Adult Protective Services would be where you'd report elder abuse. Michigan's APS.

occhiblu said...

A therapy/social work organization like this might also help (I don't know if that organization is in the right geographical area for your family). Even if you feel weird about setting up an appointment for a social worker to come to their home, it might be worth calling to see if they have other ideas for you.

Craig said...

I read this and it really pained me. I suspect some elderly abuse in my family but we attacked as a family and moved people around. But sadly I have no real answers. That bugs me because I really wish I could say something worthwhile.

Renee said...

What a terrible situation. I wish that I could offer some kind of help but unfortunately I really don't know what to do in the case of elder abuse.

FilthyGrandeur said...

thanks for the advice everyone--i will be looking into my options, but since there's not a strong sense of family on that side, i don't know if i can count on anyone backing me. everyone seems afraid of upsetting my grandma, even though that's inevitable. i appreciate the support nonetheless. i feel sort of stuck as it is, plus living in a different state makes things difficult.

amanda said...

Oh hon. I'm sorry. I recognize the quiet your grandpa is exhibiting, even when you try to give him space to talk. He knows that even if you are accepting, anything he says (or the fact that he dared to speak, period) can and will be used against him later by her... its a pattern in my family too...
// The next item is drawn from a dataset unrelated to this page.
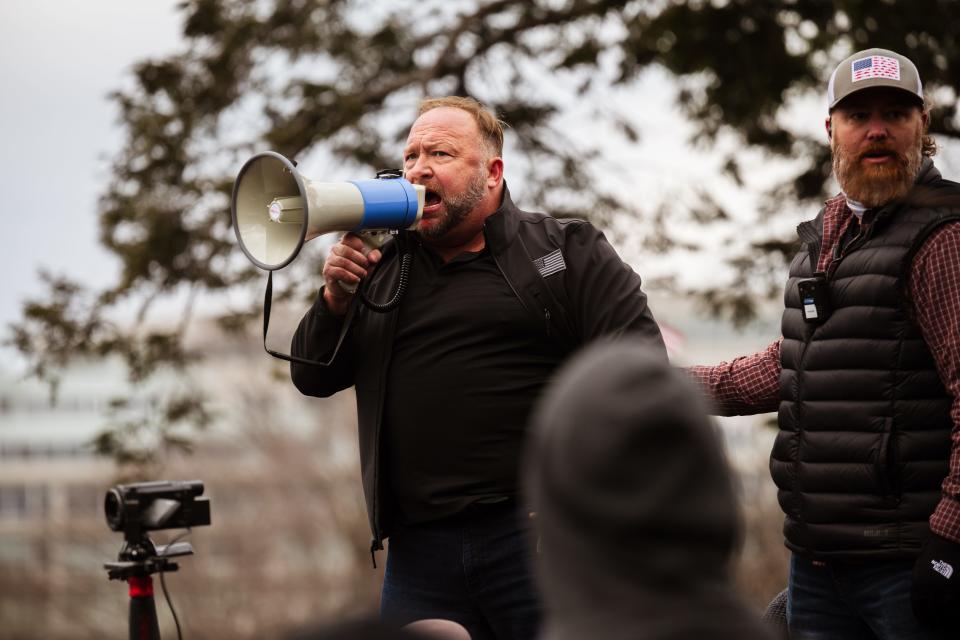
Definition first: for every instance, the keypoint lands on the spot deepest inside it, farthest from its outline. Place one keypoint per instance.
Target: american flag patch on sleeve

I'm not sure what the law is in Michigan. In PA, elderly and disabled folks actually have the right to assistive services to live on their own in the community - rather than in nursing homes. Search for "independent living" near their area -- there should be an IL center nearby -- contact them and ask for advice. They should be able to refer you to resources in general on what is available to him as an elderly/disabled man as well... ADAPT is organized in most places as well and may have some advice.

That requires, of course, moving out on his own :-\ and he might not be ready for that. Separation is a big thing in a relationship with that long a history, and theres also just the fact that when you suffer this kind of abuse, over time your trust in your own sense of self breaks down, so you feel less able/motivated to get out of the situation - you feel like this is the norm, nothing would be different anyway, this is what you deserve, this is all thats available to you anyhow, etc.

Are there any extended family members you can trust to talk to?

I don't know for sure... this is all my foggy brain throwing things out there. It's awful that you (plural) are having to go through this and I really hope you are able to find someone/somewhere that can really help.

luvandfamily said...

I am truly saddened that your grandfather is in that environment. He has always had a quiet demeanor,years ago when he was healthy he said many times 'its easier than arguing'. I truly wish I had some rights to step in and help. I probably don't though. If you find a resource that states you have a voice in this situation - WE HAVE A HOME FOR HIM TO COME TO! Seriously. And DaddyGrandeur says so too! I am keeping your grandpa in my prayers.